"Let's keep the momentum going!" I told so many answering machines. Three to four people who actually answered the phone, out of 71 calls--thanks to caller i.d., which clearly reads "Democratic . . ." when we're making the calls--three to four phone answers supported us with enthusiasm. There were about two "I guess so"'s, a few hang-ups, one "none of your business" (so why did he pick up the phone?).
We sat around a large square table. The room was filled with disparate phone styles, from slippery-smooth to nervous and hesitant to Madison Ave.cool to heartlands-wholesome, and more.
A man with a TV-sized camera came in to film just as I was getting up to leave. Nothing I wanted less than to be photographed on one of my calls--I am so jumpy. I need to be pacing back and forth in this milieu. Not one political argument, because all of the opponents were so mean. Maybe they feel guilty?

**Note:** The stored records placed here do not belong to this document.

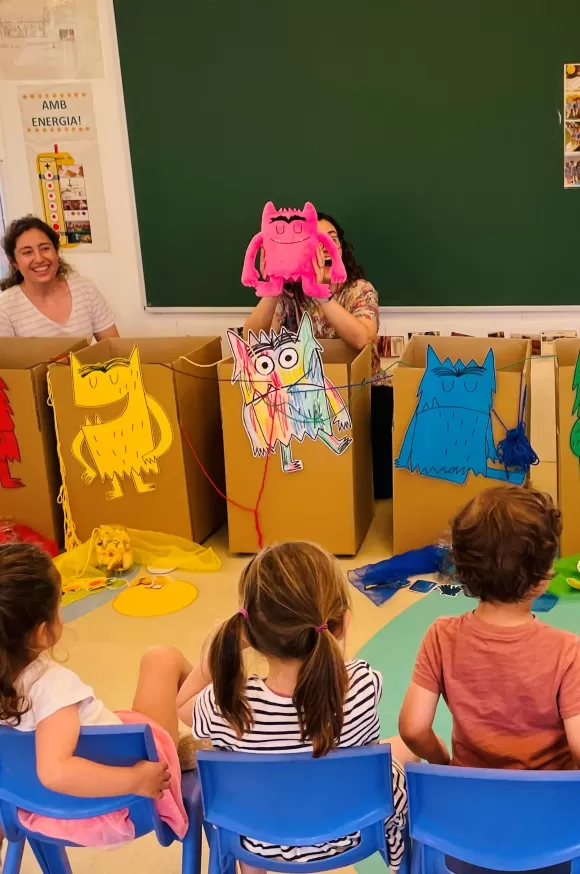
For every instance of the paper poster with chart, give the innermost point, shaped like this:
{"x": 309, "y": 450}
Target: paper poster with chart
{"x": 50, "y": 39}
{"x": 64, "y": 163}
{"x": 121, "y": 445}
{"x": 451, "y": 431}
{"x": 572, "y": 126}
{"x": 286, "y": 395}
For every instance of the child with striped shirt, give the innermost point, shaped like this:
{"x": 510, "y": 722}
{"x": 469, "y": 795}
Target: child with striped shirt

I think they want Turkish taffy in the White House, not a president.
We phonebankers always wish those teeth gnashers a great day and even a "don't forget to vote!"
How dare we be Democrats? How dare we oppose them? Is this America or China?

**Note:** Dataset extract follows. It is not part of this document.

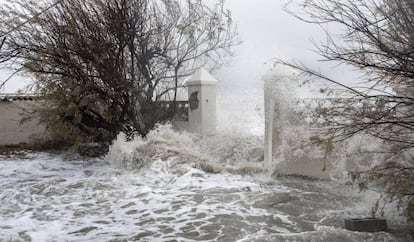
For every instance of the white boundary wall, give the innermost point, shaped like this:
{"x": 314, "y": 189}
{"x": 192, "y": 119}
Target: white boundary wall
{"x": 12, "y": 132}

Again I say that dissent may be the venom instead of the lifeblood of democracy. Again I say that perhaps Donkey will stand side by side with Elephant next week when Stewart and Colbert come to town, laughing our guts out to get rid of some of the tension, the inverse, that will knot up our stomachs even as laughter made them shake about. Hohoho.
I don't want to preach to the choir. As gratifying as those few active supporters were to my efforts, I realize that, unless my umpteen voicemail pitches changed a mind, everyone I had spoken with knew what they were going to do on November 2 or sooner. The few labeled "U" (undecided) were not terribly friendly nor in the mood to chat.
But that was just one small space, an unpracticed one, amid a large roomful of voices, reiterated in another room of the Democratic National Committee headquarters in DC, its new office in the Northwest, and countless districts coast to coast.
To refer back to an early Words, UnLtd. post, let's push that rock up the hill and keep it there.
So many voices fighting against so much money with so little time.
It's the tone-deaf, and not the choir, whom we need to reach. And teach them how to sing.